We study the presentation on the book, forget about the presentation on the notes for now. Once we built the intuition, we go back and correct the notes. While this might ends up further one’s understanding by a lot, it’s time consuming and honestly a horribly lonely journey.

The status quo is really far from ideal. Yet I don’t immediately see a way to improve it: the course has to keep developing because most of the materials covered are fairly new [6]. Unlike things like calculus, which have been taught for decades if not centuries, we don’t really know what is the optimal way of teaching it [7]. So yes, inevitably, we have to make modifications every year.
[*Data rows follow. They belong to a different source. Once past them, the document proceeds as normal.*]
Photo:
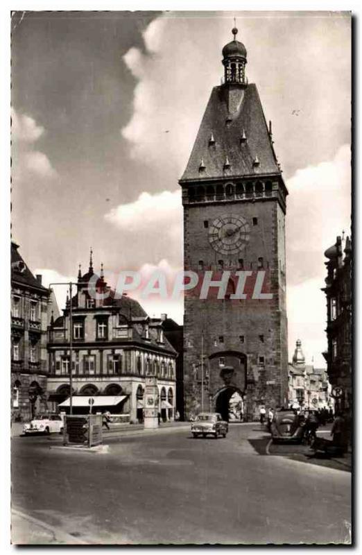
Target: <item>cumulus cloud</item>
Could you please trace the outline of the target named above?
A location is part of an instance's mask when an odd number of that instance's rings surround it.
[[[44,179],[55,177],[57,172],[46,155],[34,148],[35,143],[45,133],[44,127],[37,125],[33,118],[18,114],[13,108],[11,122],[12,178],[26,179],[29,173]]]
[[[180,231],[182,216],[180,191],[162,191],[153,195],[141,193],[135,202],[119,205],[105,218],[123,230],[150,231],[166,223]]]

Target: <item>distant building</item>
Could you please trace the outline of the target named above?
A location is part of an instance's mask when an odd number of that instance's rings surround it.
[[[338,388],[336,406],[352,409],[352,245],[350,238],[337,237],[325,256],[327,278],[327,337],[328,349],[323,355],[327,361],[329,381]]]
[[[42,285],[11,243],[11,409],[15,420],[29,420],[46,409],[46,327],[51,291]]]
[[[92,287],[104,296],[94,298]],[[76,292],[63,315],[49,330],[49,402],[67,409],[69,402],[69,309],[72,303],[74,405],[89,410],[96,397],[96,410],[108,409],[126,420],[143,420],[145,376],[156,372],[162,420],[173,420],[175,406],[176,351],[166,339],[160,318],[151,318],[137,301],[118,295],[93,270],[78,272]]]
[[[176,411],[180,414],[180,420],[184,418],[184,327],[180,325],[174,320],[167,318],[166,314],[162,316],[162,327],[164,335],[178,352],[176,359]]]
[[[333,407],[331,385],[325,368],[305,364],[302,342],[298,339],[288,365],[289,406],[293,409],[330,409]]]

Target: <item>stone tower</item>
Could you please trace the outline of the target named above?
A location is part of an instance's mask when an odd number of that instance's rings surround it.
[[[203,409],[228,418],[240,395],[252,420],[261,404],[287,402],[288,191],[237,32],[179,182],[184,268],[199,276],[184,300],[184,397],[187,416]],[[207,280],[224,289],[205,289]]]

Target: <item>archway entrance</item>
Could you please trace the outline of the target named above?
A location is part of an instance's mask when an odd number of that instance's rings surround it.
[[[243,393],[236,387],[228,386],[216,393],[215,410],[227,422],[243,419]]]

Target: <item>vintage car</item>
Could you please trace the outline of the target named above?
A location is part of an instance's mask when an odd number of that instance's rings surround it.
[[[37,416],[30,424],[25,424],[23,434],[28,436],[34,434],[62,434],[63,419],[60,414],[46,414]]]
[[[277,411],[270,425],[273,443],[301,443],[304,434],[304,418],[294,411]]]
[[[225,438],[228,424],[216,412],[202,412],[191,424],[191,433],[194,438],[202,436],[205,438],[209,434],[217,439],[218,436]]]

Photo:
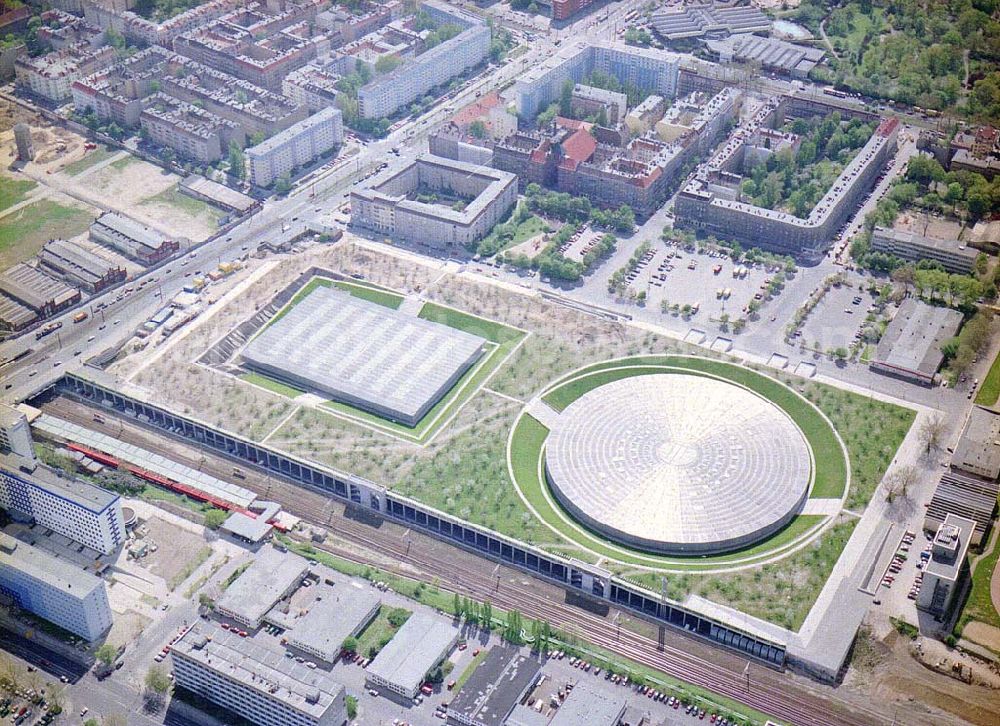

The supplements and homeworks makes things a little bit better. Supplements often clarifies a particular setup in a concise documents. Related rules are often bundled together. Homeworks, on the other hand, are self-contained presentations of different systems.

Short Conclusions

Teaching 15-312 is absolutely fun. I would recommend the experience to whoever with the qualifications and opportunities.

Footnotes:

[1] Believe me, student do learn things from the exams. Some the most memorable things one would learn in a course actually comes from the exam questions. I know this because I do.

[2] It’s not our fault if a student failed to learn anything valuable if they decided to finish all his/her homework in the last 24-hrs, but in the end, pointing fingers doesn’t improve the situation at all. We either find a way to stop student from doing this (unlikely) or we can try to design things around it. Final piece of advice: leave the “learning a skill” type of courses to the end if you have to choose.

[3] And being able to in some sense define a language is much more fun!

[4] Case in point: This semester we presented PCF in the modal separated fashion, which is cleaner in theory. The book, however didn’t introduce modality until like 10 chapters later.

[5] Case in point: Dynamic Classification depends on the notion of symbols (and symbol contexts), which is introduced in a different chapter. The subtle yet central idea around symbols (alpha-conversions) goes all the way back to the first chapters. I doubt anyone could realize the ramifications when they read about alpha-conversion in the first chapter.

[6] E.g: the central idea of type soundness (type safety, progress and preservation) is first proposed in early 1990s!

[7] One can even say that it’s unsettled debate on how to define programming languages. What we learned today might not be the optimal way of understanding programming languages.